US Officials Not Ready to Dismiss Russia’s Anti-Aircraft Missiles, Despite Shortcomings in Ukraine
The U.S. has invested heavily in expensive stealth aircraft that can evade detection from Russian interceptors.
For more than two decades, U.S. military leaders have argued that a combination of stealth aircraft and missiles, combined with invisible electronic weapons, would be needed to defeat Russia’s sophisticated air defenses.
But two weeks into Moscow’s invasion of Ukraine, Russian forces still don’t have control of the skies, allowing decades-old, non-stealthy, Ukrainian Air Force MiG and Sukhoi fighter jets to keep flying. Still, U.S. officials are hesitant to question the technical abilities of Russia’s surface-to-air missiles. Instead, they point to a slew of other factors that have allowed the Ukrainian military to blunt Moscow’s advances. They also point to Ukraine’s successful use of Russian-made weapons in their possession.
“The Russian air defense units … operated by the Ukrainians, they're pretty capable systems,” Gen. Mark Kelly, the head of the U.S. Air Force’s Air Combat Command, said Wednesday at the McAleese and Associates Defense Programs conference in Washington. “The Russians themselves—I think, and think is the key word—is that they're struggling with fighting Russian systems and they're not adhering to Russian doctrine.”
Russian forces have been unable to achieve what the military calls air superiority—basically shooting down any opposing aircraft in the sky. This has allowed Ukrainian fighter jets and drones to successfully strike Russian forces. Controlling the skies is critical, because it allows ground troops to advance without worrying about aircraft bombing them.
“It's surprised everybody, I think, that the Russians have not suppressed the Ukrainian air defenses more quickly,” said Thomas Karako, a missile defense expert at the Center for Strategic and International Studies. “They [Russia] reportedly sent in 500-plus missiles of various kinds, but the reports are that the Ukrainian air defenses, of some kind, and Ukrainian aircraft are still operating. That's really astonishing.”
Russia’s forces in Ukraine have faced well-documented morale and logistics issues. Embarrassing pictures and videos have been posted to social media of abandoned armored vehicles and missile launchers.
“It's clearly performing below expectations at a macro level,” Karako said of Russia’s weapons. “It's hard to judge how it's performing technically when so much stuff is getting abandoned, when they have logistics problems, and all these other tertiary factors going on.”
Despite Russia’s battlefield shortcomings, U.S. officials say that Russia’s missile defenses on its own soil are much more sophisticated. Russian bases are better protected by what Kelly called “layer upon layer upon layer” of sophisticated S-300 and S-400 interceptors.

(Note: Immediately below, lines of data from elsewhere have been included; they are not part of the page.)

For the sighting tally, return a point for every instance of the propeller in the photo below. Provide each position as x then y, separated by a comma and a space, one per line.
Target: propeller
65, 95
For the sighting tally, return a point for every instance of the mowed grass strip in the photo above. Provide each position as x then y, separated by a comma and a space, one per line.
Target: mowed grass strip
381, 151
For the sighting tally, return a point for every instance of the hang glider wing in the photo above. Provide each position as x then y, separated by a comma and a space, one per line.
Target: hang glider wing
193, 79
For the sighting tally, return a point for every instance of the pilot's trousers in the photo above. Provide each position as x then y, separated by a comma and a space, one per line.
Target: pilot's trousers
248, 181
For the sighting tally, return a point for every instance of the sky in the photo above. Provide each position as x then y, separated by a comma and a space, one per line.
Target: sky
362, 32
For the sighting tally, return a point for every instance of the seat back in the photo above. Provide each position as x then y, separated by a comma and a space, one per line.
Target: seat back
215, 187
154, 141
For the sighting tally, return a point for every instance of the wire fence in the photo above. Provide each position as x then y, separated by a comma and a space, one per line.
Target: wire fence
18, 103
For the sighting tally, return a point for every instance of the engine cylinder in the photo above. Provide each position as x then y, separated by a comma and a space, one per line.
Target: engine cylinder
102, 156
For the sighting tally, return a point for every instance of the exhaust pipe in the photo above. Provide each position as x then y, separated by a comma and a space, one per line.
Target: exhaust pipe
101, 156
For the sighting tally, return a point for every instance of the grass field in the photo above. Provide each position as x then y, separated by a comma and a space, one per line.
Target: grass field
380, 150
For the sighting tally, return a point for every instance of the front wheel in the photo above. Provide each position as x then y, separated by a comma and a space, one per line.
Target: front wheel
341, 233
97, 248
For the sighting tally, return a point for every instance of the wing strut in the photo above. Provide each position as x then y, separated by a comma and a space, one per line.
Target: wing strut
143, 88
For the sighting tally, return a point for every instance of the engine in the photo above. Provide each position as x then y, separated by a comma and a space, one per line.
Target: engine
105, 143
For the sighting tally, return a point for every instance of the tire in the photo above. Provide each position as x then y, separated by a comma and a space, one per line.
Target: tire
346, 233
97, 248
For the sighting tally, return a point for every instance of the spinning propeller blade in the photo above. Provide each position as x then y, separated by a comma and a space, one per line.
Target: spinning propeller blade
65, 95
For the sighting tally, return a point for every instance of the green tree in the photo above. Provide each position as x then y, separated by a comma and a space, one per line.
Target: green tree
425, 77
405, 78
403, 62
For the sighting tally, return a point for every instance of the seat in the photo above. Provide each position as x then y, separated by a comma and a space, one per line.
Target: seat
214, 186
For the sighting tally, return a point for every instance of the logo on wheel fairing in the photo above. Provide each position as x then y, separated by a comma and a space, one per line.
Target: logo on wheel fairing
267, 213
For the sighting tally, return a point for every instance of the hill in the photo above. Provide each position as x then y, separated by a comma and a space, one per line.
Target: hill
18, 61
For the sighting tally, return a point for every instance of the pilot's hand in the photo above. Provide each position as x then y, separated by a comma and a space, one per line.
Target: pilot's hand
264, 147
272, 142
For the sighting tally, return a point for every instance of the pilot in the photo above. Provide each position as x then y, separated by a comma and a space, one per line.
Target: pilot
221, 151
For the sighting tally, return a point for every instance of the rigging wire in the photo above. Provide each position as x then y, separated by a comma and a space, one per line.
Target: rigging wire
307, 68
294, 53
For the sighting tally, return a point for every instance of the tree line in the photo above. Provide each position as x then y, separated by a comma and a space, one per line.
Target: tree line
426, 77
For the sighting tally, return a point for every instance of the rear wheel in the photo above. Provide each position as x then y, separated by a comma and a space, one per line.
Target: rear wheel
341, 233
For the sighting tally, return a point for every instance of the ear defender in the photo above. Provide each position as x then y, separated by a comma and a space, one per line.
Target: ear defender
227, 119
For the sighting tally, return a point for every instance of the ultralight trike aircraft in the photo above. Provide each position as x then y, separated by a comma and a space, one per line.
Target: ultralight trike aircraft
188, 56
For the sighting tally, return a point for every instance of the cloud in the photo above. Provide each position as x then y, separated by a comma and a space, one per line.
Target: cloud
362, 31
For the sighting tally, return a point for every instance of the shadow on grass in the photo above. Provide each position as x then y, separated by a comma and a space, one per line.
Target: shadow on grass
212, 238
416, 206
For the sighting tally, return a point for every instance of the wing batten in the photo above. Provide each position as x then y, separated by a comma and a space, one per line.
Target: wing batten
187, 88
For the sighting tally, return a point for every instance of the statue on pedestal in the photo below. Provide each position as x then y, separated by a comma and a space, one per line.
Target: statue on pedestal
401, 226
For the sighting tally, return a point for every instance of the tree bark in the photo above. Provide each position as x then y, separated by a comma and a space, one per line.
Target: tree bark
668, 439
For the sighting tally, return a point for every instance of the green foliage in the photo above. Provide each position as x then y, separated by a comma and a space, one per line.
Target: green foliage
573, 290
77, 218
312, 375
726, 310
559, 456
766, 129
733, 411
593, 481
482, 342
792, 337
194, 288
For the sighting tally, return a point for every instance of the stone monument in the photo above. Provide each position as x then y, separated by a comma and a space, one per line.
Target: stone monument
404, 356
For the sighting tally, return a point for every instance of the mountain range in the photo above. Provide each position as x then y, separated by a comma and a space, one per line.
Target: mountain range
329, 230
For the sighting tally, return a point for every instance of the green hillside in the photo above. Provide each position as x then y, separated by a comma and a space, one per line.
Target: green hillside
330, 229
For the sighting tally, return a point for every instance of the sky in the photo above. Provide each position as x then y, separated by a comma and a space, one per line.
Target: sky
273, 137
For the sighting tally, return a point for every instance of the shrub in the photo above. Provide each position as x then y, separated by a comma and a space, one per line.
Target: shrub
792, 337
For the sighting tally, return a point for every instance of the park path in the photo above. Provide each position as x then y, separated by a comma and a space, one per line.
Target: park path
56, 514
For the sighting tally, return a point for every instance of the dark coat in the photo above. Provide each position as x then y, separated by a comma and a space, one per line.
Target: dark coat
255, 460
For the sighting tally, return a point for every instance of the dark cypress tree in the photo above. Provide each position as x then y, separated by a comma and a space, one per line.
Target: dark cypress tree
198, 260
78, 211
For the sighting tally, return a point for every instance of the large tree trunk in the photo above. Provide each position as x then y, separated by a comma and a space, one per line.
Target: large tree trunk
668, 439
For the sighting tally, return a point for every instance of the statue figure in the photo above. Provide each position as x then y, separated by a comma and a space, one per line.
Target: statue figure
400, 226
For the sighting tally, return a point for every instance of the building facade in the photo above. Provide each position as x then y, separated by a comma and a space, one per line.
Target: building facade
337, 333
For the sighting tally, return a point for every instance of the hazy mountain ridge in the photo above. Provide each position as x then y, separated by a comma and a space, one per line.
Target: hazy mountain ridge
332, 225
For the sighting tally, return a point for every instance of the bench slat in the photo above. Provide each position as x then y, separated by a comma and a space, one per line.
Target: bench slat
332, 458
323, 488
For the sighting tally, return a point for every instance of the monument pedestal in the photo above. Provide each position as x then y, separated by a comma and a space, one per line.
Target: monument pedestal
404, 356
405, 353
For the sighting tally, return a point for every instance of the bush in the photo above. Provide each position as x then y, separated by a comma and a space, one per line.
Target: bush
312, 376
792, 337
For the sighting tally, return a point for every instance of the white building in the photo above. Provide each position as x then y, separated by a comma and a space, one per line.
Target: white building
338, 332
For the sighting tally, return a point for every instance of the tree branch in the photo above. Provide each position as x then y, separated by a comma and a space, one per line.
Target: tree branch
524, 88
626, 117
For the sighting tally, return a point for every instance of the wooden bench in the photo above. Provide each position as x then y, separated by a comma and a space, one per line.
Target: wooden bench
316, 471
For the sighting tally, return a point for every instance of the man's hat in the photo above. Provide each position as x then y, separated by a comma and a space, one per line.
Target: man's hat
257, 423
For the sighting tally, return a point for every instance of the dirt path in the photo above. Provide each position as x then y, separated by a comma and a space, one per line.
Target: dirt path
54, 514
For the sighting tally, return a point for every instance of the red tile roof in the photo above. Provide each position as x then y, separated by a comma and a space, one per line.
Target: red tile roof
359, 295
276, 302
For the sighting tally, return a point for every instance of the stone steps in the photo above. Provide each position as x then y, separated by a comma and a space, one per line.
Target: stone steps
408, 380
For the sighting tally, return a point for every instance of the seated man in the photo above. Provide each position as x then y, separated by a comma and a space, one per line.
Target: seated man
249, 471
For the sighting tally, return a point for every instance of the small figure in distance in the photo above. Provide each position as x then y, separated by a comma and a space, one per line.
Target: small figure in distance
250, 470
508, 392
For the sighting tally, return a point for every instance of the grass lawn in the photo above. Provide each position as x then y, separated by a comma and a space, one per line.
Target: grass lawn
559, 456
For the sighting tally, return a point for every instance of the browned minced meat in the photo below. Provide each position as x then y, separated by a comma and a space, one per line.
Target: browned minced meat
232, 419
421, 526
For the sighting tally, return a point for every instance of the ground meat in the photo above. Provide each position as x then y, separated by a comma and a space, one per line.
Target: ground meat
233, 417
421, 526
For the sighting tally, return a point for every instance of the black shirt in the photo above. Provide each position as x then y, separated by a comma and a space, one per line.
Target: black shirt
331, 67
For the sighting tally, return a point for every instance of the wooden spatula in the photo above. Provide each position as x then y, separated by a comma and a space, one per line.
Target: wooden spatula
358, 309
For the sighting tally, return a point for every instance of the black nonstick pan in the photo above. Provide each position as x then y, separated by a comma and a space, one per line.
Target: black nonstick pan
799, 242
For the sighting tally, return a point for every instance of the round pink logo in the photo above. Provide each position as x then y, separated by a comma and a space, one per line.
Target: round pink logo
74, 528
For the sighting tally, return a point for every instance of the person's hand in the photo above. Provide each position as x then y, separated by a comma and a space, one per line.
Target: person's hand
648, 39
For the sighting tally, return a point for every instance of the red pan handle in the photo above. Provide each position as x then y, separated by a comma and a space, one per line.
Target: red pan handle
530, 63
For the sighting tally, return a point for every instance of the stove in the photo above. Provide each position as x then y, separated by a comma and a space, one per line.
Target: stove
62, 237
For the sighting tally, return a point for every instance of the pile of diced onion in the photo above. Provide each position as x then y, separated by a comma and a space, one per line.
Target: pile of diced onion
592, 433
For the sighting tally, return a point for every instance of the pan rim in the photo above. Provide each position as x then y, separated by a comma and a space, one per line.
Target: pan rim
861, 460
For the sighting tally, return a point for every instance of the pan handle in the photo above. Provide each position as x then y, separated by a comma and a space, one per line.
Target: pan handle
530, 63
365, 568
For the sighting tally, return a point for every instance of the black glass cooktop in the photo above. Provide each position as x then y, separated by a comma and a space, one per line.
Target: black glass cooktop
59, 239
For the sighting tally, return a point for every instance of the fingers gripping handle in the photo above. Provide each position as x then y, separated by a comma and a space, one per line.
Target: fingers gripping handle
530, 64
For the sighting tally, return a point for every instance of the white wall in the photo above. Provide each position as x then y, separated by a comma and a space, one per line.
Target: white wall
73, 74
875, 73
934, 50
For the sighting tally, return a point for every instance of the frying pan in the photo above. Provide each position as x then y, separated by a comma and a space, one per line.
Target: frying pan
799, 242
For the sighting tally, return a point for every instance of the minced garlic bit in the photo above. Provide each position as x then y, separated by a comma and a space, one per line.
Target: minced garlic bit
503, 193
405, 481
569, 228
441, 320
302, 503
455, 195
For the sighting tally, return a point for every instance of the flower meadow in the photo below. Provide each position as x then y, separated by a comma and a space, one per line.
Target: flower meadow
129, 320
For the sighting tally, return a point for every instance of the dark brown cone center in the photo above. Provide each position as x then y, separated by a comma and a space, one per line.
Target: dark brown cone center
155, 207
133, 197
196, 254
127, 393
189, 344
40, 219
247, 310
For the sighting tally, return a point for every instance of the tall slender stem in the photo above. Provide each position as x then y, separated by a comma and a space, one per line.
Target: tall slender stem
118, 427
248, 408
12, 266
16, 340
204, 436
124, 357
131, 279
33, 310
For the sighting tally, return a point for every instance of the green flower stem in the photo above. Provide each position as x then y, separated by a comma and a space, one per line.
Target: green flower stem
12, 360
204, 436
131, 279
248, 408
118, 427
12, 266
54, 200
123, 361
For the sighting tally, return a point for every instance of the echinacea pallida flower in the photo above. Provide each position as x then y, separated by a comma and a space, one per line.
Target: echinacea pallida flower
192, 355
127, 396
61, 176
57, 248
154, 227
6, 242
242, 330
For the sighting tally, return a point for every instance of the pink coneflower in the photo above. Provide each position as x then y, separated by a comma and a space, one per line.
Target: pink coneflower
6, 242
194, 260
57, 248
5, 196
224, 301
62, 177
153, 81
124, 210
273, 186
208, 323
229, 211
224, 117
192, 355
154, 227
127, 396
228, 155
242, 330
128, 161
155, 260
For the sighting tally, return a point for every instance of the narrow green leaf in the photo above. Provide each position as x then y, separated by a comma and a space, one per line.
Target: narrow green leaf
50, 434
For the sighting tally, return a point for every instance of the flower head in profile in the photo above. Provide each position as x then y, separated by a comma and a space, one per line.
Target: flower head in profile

“They can operate pretty [safely] from their main air bases with that layer of air defense over them,” Kelly said.
Russia also has more than five dozen nuclear-armed interceptors, according to the Pentagon’s 2019 Missile Defense Review. It is also developing the S-500, “an even more modern and technologically advanced air and missile defense system to augment the S-300 and S-400” and has shared missile defense technology with China and Iran, the review states.
Russia’s air defenses, particularly its S-300 and S-400 surface-to-air missile batteries, have driven the U.S. military to invest heavily in expensive stealth aircraft that can evade detection for these interceptors’ radars. It’s planning to spend hundreds of billions of dollars on thousands of F-35 stealth fighters and planning to spend billions on at least 100 B-21 stealth bombers. The Pentagon has also invested in stealthy, long-range cruise missiles that can fly hundreds of miles after being fired. In recent years, Air Force officials agreed to buy new updated, but non-stealth F-15 fighters.
For nearly a decade, the Air Force has been trying to retire the A-10, a slow-flying attack plane with the sole mission of helping troops on the ground. Generals have argued in favor of fast-flying, multirole jets like the F-35 stealth fighter that can strike targets in the air and on the ground. But after several unsuccessful attempts to put the A-10 out to pasture, Air Force leaders have said they will keep the planes around and even install new wings on them.
A similar debate is emerging with MQ-9 Reaper, a high-flying drone that can remain airborne for an entire day gathering intelligence, and bomb targets if needed. Air Force officials say the pilotless turboprop’s major shortfall is its inability to defend itself from surface-to-air missiles.
“The MQ-9 is an uncontested environment type of platform,” Air Force Secretary Frank Kendall said last month in an interview with Defense One. “There are some things you can do to make it less so, but it's still going to be a relatively vulnerable platform with limited capabilities.”